メンバーは不動のスタメンだ。フロントはシェイマス・ブレイク(ts)とアレックス・シピアギン(tp)。リズムセクションはデヴィッド・キコスキ(p)にボリス・コズロフ(b)、ドナルド・エドワーズ(ds)がつとめる。オリジナル全7曲をメンバー全員で持ち寄った。
それにしても今回クリスクロスから同時リリースされた、派手でインパクトが強いジョナサン・ブレイクの「Gone, But Not Forgotten」 (2014年、レヴュー記事は
こちら)とまるで対照的な内容だ。ジョナサン盤が血気にはやるイケイケの若武者だとすれば、こっちは酸いも甘いも噛み分けた大人の渋さが漂う。一見、地味だが、演奏スタイルやリズムのアレンジに現代ジャズの蘊蓄がこれでもかと詰め込まれている。
演奏の温度感でいえば、(M-7を除き) 熱くノリノリになるのを意図的に狙って避けている。全員がクールに「10の力でぶっ叩くところを7で抑える」みたいな感じ。そのためゆったりくつろげる作品に仕上がっている。

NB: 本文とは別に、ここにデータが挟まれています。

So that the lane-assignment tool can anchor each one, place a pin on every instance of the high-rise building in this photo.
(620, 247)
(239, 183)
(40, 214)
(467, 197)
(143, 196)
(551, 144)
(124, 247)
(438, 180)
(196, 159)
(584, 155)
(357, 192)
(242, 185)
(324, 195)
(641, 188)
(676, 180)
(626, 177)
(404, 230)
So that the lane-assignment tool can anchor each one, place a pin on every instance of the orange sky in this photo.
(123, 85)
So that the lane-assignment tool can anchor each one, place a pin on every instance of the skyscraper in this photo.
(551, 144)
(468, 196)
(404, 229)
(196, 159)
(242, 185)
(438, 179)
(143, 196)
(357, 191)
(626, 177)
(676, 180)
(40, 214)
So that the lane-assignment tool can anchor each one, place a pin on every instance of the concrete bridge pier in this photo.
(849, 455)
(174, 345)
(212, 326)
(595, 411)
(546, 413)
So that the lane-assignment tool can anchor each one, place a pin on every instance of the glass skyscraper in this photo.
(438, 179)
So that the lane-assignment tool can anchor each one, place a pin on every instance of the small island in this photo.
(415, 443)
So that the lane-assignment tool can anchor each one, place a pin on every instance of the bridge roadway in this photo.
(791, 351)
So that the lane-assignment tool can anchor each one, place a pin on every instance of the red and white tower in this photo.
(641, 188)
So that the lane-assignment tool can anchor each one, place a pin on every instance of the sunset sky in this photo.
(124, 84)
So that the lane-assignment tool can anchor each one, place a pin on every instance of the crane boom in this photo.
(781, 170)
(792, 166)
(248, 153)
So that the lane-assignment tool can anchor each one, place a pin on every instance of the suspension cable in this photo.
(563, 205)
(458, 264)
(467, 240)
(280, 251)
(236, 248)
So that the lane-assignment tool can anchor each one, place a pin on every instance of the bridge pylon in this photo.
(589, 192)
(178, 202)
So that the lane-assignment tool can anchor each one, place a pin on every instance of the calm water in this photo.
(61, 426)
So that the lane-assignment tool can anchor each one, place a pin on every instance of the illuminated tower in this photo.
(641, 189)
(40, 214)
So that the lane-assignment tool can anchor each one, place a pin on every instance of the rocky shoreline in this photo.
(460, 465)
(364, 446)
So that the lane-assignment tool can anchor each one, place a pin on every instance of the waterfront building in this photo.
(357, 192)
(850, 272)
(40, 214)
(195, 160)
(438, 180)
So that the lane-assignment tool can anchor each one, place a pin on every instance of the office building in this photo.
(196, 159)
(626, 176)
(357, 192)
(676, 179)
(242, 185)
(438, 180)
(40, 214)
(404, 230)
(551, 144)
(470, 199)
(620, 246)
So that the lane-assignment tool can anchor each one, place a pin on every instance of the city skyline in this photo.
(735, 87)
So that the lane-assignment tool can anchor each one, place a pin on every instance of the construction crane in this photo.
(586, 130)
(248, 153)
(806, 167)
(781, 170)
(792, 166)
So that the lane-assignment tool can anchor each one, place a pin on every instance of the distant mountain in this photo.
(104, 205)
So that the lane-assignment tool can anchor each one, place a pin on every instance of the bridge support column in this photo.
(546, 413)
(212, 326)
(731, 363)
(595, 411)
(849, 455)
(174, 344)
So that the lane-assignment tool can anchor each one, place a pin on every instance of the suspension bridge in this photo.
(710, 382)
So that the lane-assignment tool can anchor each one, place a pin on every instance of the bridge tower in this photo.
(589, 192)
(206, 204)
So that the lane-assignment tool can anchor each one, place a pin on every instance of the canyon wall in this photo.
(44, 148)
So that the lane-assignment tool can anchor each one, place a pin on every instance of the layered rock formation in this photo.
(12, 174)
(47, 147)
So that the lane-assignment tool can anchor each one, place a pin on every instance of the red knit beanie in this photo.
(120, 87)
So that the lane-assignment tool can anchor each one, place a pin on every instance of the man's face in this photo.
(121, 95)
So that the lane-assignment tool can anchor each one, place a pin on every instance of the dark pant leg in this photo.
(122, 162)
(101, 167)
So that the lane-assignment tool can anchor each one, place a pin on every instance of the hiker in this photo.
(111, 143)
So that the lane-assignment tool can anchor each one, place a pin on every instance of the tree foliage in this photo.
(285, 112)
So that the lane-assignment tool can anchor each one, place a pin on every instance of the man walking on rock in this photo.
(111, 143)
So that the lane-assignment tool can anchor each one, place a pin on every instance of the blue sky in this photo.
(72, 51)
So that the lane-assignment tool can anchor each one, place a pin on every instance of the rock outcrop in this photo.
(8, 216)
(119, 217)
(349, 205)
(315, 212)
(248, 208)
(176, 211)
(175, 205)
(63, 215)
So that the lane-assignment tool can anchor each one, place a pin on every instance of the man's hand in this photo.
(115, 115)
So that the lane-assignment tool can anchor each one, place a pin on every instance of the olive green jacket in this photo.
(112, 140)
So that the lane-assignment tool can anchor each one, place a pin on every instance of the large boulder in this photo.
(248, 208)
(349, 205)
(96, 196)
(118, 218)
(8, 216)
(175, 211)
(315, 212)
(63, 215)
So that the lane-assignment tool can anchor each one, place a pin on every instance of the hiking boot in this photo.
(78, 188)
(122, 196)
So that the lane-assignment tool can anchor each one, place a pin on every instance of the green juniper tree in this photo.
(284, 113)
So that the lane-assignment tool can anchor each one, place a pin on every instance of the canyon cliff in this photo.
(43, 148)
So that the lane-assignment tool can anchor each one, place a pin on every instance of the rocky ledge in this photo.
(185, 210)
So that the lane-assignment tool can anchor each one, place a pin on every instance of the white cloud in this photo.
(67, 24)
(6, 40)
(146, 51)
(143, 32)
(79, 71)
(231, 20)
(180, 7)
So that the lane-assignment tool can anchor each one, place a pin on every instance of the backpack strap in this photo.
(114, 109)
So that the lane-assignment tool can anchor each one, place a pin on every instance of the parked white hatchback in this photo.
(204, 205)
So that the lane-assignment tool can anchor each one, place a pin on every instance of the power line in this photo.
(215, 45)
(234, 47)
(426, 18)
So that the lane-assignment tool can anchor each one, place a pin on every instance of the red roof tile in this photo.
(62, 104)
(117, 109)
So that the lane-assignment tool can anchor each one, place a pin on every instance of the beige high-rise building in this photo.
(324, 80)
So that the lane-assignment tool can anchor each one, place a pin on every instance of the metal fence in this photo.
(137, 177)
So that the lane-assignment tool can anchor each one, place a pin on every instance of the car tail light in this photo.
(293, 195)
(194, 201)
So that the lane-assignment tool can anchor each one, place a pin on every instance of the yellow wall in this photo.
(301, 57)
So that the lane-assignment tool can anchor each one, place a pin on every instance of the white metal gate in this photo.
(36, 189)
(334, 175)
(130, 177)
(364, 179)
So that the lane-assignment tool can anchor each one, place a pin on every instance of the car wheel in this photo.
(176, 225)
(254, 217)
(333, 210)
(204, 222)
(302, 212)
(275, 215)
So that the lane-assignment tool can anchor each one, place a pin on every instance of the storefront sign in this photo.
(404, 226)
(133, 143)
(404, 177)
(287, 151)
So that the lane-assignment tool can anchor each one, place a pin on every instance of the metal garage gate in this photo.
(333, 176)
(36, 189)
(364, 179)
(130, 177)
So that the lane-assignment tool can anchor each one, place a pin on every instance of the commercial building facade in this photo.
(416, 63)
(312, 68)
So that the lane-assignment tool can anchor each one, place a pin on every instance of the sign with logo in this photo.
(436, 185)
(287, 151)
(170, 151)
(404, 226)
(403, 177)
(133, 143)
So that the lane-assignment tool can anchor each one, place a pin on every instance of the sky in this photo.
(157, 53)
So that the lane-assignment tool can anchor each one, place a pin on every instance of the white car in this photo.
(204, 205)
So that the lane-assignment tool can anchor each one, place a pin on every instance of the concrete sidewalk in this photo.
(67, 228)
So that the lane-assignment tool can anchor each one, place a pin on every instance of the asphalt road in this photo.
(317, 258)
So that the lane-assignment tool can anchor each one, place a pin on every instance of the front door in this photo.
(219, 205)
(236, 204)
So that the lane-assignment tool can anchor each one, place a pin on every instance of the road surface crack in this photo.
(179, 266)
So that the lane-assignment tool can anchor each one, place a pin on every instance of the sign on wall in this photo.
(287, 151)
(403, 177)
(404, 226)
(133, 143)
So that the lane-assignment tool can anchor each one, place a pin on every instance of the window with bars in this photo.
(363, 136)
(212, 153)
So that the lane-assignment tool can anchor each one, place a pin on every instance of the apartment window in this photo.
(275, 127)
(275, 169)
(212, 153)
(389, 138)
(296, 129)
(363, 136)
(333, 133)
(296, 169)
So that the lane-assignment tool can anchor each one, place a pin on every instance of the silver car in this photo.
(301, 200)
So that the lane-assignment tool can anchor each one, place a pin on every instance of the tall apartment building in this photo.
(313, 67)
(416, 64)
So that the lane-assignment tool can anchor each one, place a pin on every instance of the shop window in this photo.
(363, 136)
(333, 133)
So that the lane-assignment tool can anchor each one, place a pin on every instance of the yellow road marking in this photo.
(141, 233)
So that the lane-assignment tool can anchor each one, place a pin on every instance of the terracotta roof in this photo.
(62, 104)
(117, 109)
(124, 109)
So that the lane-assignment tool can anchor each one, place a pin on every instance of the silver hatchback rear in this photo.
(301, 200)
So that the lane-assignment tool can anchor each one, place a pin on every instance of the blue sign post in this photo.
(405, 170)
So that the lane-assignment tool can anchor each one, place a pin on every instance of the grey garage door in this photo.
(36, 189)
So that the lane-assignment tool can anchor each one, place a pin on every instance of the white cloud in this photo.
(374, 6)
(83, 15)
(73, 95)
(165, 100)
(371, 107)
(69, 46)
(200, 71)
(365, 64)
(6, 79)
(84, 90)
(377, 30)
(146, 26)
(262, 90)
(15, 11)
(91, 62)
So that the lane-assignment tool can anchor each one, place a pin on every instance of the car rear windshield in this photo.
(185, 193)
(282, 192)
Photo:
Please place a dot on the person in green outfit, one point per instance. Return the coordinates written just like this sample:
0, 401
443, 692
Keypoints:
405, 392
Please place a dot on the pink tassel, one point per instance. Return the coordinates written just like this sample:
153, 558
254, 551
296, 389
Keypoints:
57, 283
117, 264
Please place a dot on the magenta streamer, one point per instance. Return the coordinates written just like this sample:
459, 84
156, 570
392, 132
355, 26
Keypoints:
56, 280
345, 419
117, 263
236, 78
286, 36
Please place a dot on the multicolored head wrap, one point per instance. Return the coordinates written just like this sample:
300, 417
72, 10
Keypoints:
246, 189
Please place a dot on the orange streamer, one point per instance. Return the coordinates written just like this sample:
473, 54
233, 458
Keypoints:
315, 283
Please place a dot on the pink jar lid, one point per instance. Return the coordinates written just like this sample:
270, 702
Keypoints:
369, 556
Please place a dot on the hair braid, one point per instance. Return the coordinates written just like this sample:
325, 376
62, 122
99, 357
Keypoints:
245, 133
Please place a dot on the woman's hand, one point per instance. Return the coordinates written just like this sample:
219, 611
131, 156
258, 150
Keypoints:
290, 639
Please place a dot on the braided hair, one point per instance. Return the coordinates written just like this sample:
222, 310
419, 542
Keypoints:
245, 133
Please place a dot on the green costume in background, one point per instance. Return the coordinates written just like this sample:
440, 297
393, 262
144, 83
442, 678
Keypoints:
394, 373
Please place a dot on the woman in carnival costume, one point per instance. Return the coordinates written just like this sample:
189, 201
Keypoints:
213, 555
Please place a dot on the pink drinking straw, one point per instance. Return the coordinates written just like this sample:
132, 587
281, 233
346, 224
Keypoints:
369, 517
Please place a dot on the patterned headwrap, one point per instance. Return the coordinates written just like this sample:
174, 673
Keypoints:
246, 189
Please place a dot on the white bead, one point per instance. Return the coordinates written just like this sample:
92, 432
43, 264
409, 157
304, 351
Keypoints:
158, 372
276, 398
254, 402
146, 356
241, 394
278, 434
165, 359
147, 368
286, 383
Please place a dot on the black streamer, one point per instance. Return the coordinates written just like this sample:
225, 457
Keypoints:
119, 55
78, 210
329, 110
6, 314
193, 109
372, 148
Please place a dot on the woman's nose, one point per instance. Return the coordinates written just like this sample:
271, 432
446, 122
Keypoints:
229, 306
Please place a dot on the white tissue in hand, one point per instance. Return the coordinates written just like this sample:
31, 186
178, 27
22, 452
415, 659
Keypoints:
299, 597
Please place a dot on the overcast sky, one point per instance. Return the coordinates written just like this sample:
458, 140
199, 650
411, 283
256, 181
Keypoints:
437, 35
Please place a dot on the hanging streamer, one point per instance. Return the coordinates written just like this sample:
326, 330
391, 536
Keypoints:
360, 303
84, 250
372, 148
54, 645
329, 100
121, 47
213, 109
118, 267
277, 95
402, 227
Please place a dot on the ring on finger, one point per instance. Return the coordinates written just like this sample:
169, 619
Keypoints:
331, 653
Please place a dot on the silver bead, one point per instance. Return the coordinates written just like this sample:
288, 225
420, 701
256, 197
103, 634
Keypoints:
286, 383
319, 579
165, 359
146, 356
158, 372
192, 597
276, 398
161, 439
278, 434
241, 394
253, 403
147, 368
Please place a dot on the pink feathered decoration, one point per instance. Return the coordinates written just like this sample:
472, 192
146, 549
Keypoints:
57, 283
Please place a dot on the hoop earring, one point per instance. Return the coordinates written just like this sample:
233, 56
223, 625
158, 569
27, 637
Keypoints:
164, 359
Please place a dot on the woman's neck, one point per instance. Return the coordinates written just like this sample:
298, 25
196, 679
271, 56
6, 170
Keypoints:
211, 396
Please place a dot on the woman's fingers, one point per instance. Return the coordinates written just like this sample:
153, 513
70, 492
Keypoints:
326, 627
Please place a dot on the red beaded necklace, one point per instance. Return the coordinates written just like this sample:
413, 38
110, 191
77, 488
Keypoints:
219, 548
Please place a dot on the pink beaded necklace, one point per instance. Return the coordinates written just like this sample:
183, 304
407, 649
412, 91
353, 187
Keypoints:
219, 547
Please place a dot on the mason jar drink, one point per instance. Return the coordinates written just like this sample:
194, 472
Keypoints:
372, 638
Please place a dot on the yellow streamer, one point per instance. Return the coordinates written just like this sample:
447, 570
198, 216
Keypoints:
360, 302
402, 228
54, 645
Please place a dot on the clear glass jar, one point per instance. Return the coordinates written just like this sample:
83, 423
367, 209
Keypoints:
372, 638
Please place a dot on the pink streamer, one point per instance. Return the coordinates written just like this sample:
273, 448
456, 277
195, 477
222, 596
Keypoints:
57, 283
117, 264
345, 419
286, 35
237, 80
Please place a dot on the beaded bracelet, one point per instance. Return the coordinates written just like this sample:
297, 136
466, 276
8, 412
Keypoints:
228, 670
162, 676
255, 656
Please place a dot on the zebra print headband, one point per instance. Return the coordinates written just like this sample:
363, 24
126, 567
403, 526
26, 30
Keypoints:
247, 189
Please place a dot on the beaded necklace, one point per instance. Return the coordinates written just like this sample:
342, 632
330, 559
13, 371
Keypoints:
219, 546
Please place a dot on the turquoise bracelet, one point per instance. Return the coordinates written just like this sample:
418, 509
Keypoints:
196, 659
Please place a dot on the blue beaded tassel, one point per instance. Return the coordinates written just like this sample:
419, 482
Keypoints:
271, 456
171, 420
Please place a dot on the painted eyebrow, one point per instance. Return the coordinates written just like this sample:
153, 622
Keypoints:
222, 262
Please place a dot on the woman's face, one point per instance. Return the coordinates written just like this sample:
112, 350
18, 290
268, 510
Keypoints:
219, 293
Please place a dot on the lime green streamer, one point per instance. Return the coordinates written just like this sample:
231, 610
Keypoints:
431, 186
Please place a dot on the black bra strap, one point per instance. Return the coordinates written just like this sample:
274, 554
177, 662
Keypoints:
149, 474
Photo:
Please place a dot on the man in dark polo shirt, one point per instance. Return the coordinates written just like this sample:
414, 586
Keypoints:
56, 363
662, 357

決して脂っこくならず、さっぱりサラダ味なところがNYコンテンポラリー的だ。
またなんとなく聴き流すと見落としてしまうのだが、本作には前作同様あちこちに細かい罠が仕掛けられている。宝探しでもするつもりで分析的に聴いてみると、未来のジャズってこうなのかなと思えてくる。
リズムがめまぐるしく変わった前作ほどトリッキーではないが、よく聴けば今回も迷路のように入り組んでいる。バックビートや7拍子、6拍子など散りばめたリズムのバリエーションや複雑なキメが相変わらず刺激的だ。同じようにハードバピッシュな4ビートをやっても、往年のジャズとはどこかちがう異彩を放っているのもそのあたりが原因だろう。
ただし本盤のよさは難しいことをやりながらこれ見よがしにならず、オブラートにくるんでやさしく見せているところだ。だから何気なく見逃してしまいそうな仕掛けの数々がいつのまにかサブリミナルのように効いてくる。ゆえに聴けば聴くほど旨みが出る。何度聴いても飽きがこない。このへんも、ストレートに力で勝負しているぶんパッと聴いただけで「すごくいい!」と感じさせる(が飽きるのも早い)ジョナサン盤と好対照だ。
50年代のハードバップはそろそろ卒業したい。だけど最近のジャズはとんがりすぎててちょっとなぁ……。そんな人にはちょうどいいあんばいでハマりそう。頭でっかちにならず、ふかふかのソファにどっかとめり込み、のんびりリラックスして楽しみたい。